A turn of a page could hold an idea, a knowledge, its own inspiration, immediately being stored in one's mind until it's never used and replaced by another. We all learned in psychology that a child's mind has more space for memories and as we grow older, that space becomes more limited and to say the least, we become forgetful. However, we tend to remember things, memories that seem irrelevant but it holds some kind of significance in our lives. The brain itself is as complex as life. The brain is our very own library, broad yet specific.
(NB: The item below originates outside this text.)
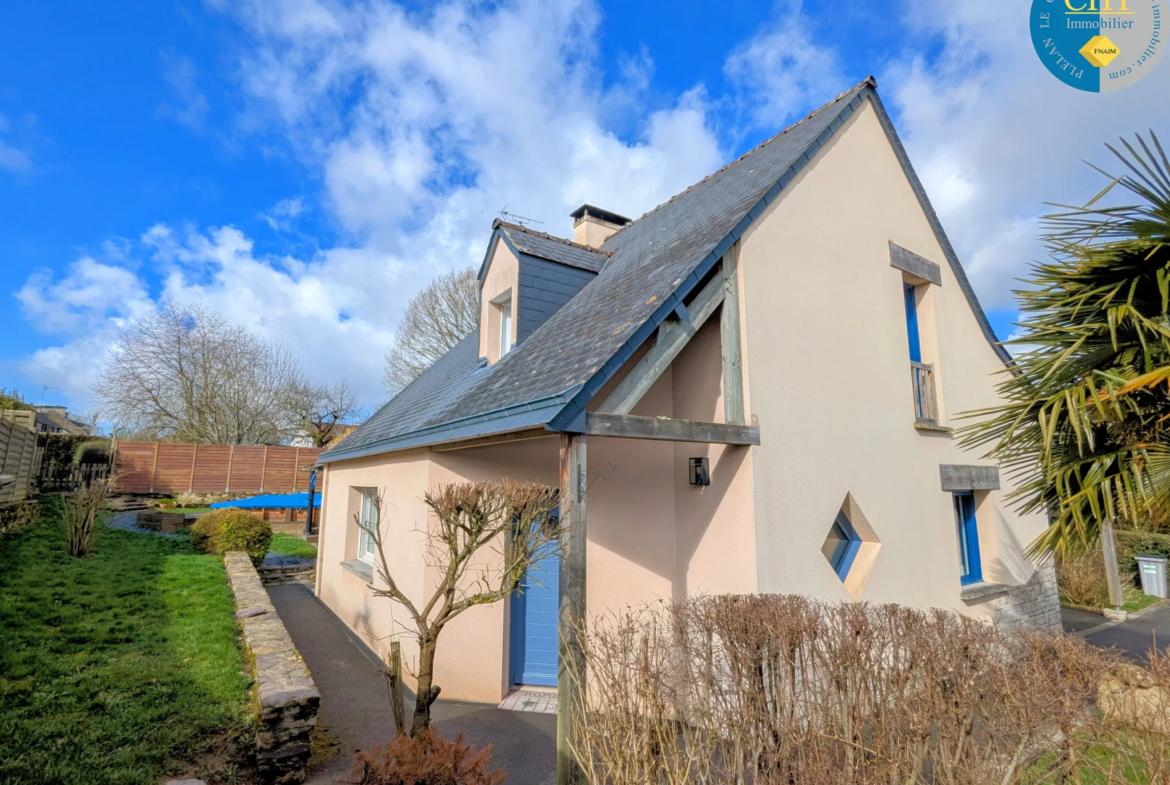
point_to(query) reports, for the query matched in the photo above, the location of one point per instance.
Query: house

Since we always use the phrase "another chapter begins" or "ends"- depends really on the context- it is appropriate to consider our brain as the library of our body. But it's not as consolidated as a book published, bound and read. So, I guess we're back in square one?
If my life is a book, it has to be an encyclopedia. Not because I have all the knowledge, but, I'm only limited to certain ideas/things/etc. I only know one thing at a time. And don't even get me started with what alphabet letter do I manage. I'm an encyclopedia who is trained to do one thing and one thing only: succeed. There is nothing wrong with that. I mean, I still do possess some interesting facts, but my spontaneity is limited. I'll always long to be an adventure book, but I'm not gutsy enough. Come on, I categorize myself by letters, that's not really the adventurous type.

I would say my cousin is one. She's not the Choose-Your-Own-Adventure deal, but she'll be more The Odyssey adventure, or maybe more political like a biography of a famous person or an influential person. My friends would be a diverse category. My friend Kat would be the independent girl book turned chick-flick. Alycia would be the romance novels...Sarah would be a romantic- comedy series, coming of age tale as I put it. Arcelia would be a How-to book. My mom would be the Bible. So is my dad. Well, it's a tie between, a book of religious songs or fashion books :) Santiago would definitely be a gamer's world book. But then again, who am I to judge a book by its cover?

Saturday, July 11, 2009

Regressing heart

You know when your heart is empty when it beats and there's an echo. Not just an ordinary echo, but at echo wallowing in the depths of being numb. My impulse to leave so suddenly from the park was something that I had to do. But yet, I saw from my niece's eyes that she was a tad bit disappointed regardless if she was playing with her friends. My emotions just took over, I cannot stop the tears from rolling. The fact that I cannot even rely on my friends to hang out, to experience an outdoor movie with me. I understand each had plans, but I think I gave them enough time to at least let me know that they could make it. But then I ask myself, is it really right to be so upset with them because of their actions? Or my sadness and loneliness created these outburst of emotions, which until now, I cannot hold in?


I miss him dearly.

The thoughts just echoed from my empty heart shell. The idea of not being with him scares me and me realize that I cannot stand not being with him. And yet I have to practice living independently, because, let's be honest, nothing last forever.

Then again, my loneliness is a sheer explanation that my love for him is so much greater. And here I thought I could survive a week without him. Now I know what he must have felt when I left for Prague. And that was 5 weeks!

Why is it harder for the person left behind than the person who moved on? Is it because there are no changes to the person left behind, except for the temporary absence of loved one, making it so difficult to achieve, to move on with the daily living?